Mrejen Sarah, Audo Isabelle, Bonnel Sébastien, Sahel José-Alain
Dev Ophthalmol. 2017;58:191-201. doi: 10.1159/000455281. Epub 2017 Mar 28.
Retinitis pigmentosa (RP) is a heterogeneous group of inherited retinal degenerations characterized by progressive degeneration of rod and cone cells that affects predominantly peripheral visual fields. Macular edema may cause additional central visual acuity decrease. Cystoid macular edema (CME) is one of the few treatable causes of visual loss in RP. The prevalence of CME in RP has been found to be between 10 and 20% on fluorescein angiography-based studies, and as high as 49% on reports based on optical coherence tomography. Macular edema can manifest at any stage of the disease and may be unilateral or bilateral. It can be found in any genetic form, but is more often associated with RP caused by CRB1 mutations. The origin of macular edema in RP patients still remains poorly understood. Some mechanisms have been suggested, including antiretinal antibodies (retinal, carbonic anhydrase, and enolase antibodies), vitreous traction, retinal pigment epithelium dysfunction, and Müller cell edema. There is no gold standard therapeutic strategy. Drug therapy is the primary treatment. Systemic carbonic anhydrase inhibitors, such as oral acetazolamide or topical dorzolamide, are still the mainstays of initial therapy. If CME is refractory to acetazolamide, intravitreal corticosteroid injections may be a therapeutic option. However, antivascular endothelium growth factor injections have limited effect and should be avoided. Vitrectomy has also been evaluated, but its exact role remains to be determined. The benefits of these therapies are variable among patients. The establishment of therapeutic approaches is limited by our poor understanding of the pathophysiology of CME in patients with RP. Autoimmune retinopathies (AIRs) are a group of rare diseases characterized by acute or subacute progressive vision loss and are thought to be mediated by autoantibodies specific to retinal antigens. The AIRs encompass paraneoplastic syndromes, such as cancer-associated retinopathy and melanoma-associated retinopathy, and a larger group of AIRs that have similar clinical and immunological findings but without underlying malignancy. These diseases may also be complicated by macular edema. RP is one of the most common forms of inherited retinal degeneration. It displays extensive clinical and genetic variations and leads to progressive blindness with variable onset.

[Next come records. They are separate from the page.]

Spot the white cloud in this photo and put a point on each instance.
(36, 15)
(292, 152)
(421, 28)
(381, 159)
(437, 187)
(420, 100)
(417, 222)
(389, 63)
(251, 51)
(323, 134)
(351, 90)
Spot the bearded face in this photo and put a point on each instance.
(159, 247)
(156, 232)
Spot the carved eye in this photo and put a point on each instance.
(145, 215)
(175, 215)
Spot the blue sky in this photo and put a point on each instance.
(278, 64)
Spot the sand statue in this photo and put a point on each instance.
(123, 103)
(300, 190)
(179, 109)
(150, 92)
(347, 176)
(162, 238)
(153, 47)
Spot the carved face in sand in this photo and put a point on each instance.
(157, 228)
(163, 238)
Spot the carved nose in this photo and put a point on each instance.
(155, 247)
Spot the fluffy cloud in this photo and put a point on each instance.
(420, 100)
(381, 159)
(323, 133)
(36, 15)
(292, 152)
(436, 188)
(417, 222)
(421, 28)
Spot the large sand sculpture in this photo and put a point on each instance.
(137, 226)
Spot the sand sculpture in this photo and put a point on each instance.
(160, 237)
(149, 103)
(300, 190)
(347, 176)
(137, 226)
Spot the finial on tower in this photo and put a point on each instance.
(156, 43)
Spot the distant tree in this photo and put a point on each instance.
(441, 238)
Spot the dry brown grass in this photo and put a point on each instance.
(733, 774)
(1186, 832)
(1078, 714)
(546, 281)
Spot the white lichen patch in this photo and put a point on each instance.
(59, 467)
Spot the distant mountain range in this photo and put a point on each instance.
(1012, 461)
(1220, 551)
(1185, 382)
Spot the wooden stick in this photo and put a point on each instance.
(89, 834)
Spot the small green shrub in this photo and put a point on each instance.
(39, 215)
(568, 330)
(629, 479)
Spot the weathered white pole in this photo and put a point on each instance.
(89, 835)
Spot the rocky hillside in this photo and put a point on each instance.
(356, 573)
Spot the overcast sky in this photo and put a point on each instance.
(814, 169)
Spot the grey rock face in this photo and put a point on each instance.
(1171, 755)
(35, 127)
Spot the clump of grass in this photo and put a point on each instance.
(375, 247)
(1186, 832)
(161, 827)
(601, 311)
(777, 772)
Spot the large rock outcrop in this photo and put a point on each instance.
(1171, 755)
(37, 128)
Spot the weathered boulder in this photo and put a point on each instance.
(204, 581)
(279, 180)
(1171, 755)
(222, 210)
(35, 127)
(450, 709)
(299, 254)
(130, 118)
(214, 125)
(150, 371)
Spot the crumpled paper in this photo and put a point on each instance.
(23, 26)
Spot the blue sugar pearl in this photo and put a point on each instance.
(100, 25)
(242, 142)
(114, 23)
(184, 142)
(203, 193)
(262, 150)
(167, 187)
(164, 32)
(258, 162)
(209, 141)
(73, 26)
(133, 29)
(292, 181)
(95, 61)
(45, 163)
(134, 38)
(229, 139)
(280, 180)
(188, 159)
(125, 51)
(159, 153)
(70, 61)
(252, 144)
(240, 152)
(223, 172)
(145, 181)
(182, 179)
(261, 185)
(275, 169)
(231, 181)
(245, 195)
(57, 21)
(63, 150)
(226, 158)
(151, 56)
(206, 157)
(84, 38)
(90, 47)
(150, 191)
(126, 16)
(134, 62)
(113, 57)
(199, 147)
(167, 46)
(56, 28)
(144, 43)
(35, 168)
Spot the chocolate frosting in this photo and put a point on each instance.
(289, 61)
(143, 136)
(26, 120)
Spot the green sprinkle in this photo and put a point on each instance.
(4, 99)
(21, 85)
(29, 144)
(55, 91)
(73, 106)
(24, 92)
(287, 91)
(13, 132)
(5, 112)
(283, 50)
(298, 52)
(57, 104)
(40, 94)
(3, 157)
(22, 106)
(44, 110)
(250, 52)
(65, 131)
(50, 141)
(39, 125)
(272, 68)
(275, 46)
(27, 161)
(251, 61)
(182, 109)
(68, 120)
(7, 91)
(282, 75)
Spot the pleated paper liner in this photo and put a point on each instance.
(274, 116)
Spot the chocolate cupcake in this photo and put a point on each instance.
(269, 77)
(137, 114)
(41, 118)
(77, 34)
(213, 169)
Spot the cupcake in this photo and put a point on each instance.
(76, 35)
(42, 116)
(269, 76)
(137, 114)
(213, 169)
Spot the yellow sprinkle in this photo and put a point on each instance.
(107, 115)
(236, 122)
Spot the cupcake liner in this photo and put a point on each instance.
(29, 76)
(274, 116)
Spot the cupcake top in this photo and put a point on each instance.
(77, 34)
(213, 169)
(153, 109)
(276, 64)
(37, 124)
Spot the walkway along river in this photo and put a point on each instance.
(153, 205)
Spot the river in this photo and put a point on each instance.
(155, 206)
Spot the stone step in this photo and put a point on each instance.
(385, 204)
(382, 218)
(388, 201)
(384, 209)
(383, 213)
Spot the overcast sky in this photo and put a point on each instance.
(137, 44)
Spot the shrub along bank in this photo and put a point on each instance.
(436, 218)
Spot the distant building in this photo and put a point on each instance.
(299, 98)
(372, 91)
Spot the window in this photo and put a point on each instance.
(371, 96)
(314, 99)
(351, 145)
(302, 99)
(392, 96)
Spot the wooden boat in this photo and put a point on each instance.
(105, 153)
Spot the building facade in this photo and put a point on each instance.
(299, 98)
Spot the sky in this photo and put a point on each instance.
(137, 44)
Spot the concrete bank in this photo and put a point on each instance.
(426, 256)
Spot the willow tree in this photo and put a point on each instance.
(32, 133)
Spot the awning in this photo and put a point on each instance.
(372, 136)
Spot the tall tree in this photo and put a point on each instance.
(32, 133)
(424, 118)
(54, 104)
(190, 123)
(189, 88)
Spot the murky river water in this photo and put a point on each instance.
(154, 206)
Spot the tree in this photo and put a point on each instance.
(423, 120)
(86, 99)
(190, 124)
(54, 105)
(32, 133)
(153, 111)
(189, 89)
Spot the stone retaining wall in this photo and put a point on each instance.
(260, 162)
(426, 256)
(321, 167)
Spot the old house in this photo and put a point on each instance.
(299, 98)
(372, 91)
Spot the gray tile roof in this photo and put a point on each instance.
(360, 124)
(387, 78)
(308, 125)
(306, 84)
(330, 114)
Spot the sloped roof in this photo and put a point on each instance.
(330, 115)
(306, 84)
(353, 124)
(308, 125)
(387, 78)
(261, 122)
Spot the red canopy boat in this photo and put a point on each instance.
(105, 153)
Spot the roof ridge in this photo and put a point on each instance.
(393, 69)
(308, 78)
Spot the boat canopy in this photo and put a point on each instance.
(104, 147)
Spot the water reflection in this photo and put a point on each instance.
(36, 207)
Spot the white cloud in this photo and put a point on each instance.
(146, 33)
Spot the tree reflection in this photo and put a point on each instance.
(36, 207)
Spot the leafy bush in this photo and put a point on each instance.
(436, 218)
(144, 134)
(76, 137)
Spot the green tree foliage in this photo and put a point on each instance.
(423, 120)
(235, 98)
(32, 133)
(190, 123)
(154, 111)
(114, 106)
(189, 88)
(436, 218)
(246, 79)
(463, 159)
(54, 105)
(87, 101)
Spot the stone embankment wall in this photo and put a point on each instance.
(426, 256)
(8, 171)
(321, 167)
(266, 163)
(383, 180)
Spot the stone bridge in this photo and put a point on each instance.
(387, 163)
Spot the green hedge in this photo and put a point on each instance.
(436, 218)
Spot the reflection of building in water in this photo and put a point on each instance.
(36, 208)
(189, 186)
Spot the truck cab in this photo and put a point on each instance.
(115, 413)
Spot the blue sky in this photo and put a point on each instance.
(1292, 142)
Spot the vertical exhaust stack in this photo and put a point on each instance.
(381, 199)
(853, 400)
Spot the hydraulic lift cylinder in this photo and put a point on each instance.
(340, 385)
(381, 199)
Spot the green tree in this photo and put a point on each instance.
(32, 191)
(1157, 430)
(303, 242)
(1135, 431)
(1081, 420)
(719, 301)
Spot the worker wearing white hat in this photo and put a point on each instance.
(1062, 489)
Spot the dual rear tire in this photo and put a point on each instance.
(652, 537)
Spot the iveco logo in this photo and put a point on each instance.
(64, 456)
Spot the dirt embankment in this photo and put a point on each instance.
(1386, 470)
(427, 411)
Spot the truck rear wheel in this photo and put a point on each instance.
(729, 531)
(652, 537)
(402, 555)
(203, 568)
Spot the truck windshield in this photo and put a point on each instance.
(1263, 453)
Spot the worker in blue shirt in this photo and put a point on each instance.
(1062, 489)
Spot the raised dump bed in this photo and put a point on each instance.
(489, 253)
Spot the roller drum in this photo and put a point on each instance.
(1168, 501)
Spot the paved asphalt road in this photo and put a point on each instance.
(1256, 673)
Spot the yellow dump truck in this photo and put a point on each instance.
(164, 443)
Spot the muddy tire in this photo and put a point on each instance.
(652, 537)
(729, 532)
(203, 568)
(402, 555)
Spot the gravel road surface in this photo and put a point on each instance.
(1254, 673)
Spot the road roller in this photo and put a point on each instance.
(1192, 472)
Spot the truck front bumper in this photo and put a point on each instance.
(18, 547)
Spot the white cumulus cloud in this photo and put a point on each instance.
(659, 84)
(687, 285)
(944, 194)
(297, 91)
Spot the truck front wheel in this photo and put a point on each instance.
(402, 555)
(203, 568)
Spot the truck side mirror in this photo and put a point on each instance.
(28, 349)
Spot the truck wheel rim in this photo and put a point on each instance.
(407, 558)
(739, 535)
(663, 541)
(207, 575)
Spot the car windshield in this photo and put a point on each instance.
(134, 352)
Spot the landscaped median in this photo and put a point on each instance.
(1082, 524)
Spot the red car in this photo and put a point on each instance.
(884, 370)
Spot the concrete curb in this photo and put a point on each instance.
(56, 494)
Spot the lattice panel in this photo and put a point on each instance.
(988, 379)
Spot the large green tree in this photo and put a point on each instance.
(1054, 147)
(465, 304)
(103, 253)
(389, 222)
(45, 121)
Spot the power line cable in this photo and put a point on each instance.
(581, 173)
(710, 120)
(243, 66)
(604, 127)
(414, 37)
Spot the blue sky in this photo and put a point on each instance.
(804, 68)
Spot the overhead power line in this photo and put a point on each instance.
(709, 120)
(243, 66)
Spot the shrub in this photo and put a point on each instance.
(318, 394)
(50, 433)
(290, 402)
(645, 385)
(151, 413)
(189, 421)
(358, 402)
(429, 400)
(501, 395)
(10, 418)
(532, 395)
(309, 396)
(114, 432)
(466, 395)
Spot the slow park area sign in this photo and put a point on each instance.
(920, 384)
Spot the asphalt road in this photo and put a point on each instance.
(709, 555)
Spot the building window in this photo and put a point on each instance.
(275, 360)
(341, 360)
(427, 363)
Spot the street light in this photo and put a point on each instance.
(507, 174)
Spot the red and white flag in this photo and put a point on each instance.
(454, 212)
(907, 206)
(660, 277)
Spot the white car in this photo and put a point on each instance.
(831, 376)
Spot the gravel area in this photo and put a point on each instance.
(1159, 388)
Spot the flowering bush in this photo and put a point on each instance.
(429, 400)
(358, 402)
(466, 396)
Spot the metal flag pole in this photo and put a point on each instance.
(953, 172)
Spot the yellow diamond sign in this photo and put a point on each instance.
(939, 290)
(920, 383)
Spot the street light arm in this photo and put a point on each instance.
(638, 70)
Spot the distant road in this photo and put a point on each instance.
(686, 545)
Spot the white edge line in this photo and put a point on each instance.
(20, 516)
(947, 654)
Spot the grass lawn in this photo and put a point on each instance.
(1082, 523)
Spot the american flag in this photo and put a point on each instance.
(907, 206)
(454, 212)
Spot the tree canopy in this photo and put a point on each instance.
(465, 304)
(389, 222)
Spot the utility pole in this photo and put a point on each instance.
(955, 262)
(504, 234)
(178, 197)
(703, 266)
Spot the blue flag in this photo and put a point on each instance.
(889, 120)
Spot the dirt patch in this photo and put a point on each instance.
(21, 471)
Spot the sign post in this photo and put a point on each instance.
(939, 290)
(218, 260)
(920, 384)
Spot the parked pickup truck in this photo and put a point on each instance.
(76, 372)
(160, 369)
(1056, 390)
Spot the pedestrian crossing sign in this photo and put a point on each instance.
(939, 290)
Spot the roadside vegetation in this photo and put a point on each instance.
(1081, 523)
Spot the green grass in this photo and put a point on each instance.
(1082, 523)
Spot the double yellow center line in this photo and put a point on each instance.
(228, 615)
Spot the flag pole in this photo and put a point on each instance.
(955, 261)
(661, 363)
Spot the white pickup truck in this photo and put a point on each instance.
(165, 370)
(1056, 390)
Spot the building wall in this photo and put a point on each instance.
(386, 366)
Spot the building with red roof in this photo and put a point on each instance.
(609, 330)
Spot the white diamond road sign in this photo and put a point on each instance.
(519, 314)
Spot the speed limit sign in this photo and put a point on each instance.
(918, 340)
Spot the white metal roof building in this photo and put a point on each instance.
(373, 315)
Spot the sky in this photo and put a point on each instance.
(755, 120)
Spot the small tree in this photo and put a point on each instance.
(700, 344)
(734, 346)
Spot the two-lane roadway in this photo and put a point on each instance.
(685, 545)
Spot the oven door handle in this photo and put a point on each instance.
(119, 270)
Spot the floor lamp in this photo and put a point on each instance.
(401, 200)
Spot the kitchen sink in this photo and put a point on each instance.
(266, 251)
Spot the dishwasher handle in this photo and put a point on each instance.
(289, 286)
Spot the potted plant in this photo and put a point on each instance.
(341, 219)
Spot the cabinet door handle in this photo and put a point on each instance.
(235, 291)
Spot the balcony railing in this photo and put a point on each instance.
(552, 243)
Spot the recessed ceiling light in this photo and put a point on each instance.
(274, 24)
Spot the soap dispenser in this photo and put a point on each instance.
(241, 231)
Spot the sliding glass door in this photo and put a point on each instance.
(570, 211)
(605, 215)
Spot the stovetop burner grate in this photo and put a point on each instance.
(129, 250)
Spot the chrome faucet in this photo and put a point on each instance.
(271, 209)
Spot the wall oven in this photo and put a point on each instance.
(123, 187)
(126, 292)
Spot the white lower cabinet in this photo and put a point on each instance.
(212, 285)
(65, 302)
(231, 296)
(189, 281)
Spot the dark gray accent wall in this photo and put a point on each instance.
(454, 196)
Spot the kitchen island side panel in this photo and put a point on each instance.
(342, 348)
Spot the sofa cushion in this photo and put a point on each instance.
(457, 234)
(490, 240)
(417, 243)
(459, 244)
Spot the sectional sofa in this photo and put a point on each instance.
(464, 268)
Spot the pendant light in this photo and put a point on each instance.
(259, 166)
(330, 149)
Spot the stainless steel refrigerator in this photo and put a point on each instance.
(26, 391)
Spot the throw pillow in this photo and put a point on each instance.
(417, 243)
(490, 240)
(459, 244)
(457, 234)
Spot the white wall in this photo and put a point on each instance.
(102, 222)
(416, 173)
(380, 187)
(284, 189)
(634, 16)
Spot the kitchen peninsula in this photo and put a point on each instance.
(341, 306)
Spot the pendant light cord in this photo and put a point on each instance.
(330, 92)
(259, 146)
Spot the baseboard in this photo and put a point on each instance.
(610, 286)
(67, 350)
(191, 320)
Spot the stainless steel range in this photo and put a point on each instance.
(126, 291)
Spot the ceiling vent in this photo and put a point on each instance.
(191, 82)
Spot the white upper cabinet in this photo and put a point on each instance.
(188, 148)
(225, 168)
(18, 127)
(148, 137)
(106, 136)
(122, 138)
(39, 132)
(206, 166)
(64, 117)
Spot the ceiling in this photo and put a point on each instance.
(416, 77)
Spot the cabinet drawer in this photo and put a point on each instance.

视网膜色素变性(RP)是一组遗传性视网膜退行性疾病的统称,其特征是视杆细胞和视锥细胞进行性退化,主要影响周边视野。黄斑水肿可能会导致中心视力进一步下降。黄斑囊样水肿(CME)是视网膜色素变性导致视力丧失的少数可治疗病因之一。基于荧光素血管造影的研究发现,视网膜色素变性患者中CME的患病率在10%至20%之间,而基于光学相干断层扫描的报告中这一患病率高达49%。黄斑水肿可在疾病的任何阶段出现,可为单侧或双侧。它可出现在任何遗传形式中,但更常与由CRB1突变引起的视网膜色素变性相关。视网膜色素变性患者黄斑水肿的病因仍知之甚少。有人提出了一些机制,包括抗视网膜抗体(视网膜、碳酸酐酶和烯醇化酶抗体)、玻璃体牵拉、视网膜色素上皮功能障碍和Müller细胞水肿。目前尚无金标准治疗策略。药物治疗是主要治疗方法。全身用碳酸酐酶抑制剂,如口服乙酰唑胺或局部用多佐胺,仍然是初始治疗的主要手段。如果CME对乙酰唑胺治疗无效,玻璃体腔内注射皮质类固醇可能是一种治疗选择。然而,抗血管内皮生长因子注射效果有限,应避免使用。玻璃体切除术也已得到评估,但其确切作用仍有待确定。这些治疗方法对不同患者的疗效各异。由于我们对视网膜色素变性患者CME的病理生理学了解不足,治疗方法的建立受到限制。自身免疫性视网膜病(AIRs)是一组罕见疾病,其特征为急性或亚急性进行性视力丧失,被认为是由针对视网膜抗原的自身抗体介导的。自身免疫性视网膜病包括副肿瘤综合征,如癌症相关性视网膜病变和黑色素瘤相关性视网膜病变,以及一大组具有相似临床和免疫学表现但无潜在恶性肿瘤的自身免疫性视网膜病。这些疾病也可能并发黄斑水肿。视网膜色素变性是最常见的遗传性视网膜退行性疾病之一。它表现出广泛的临床和基因变异,并导致不同发病时间的进行性失明。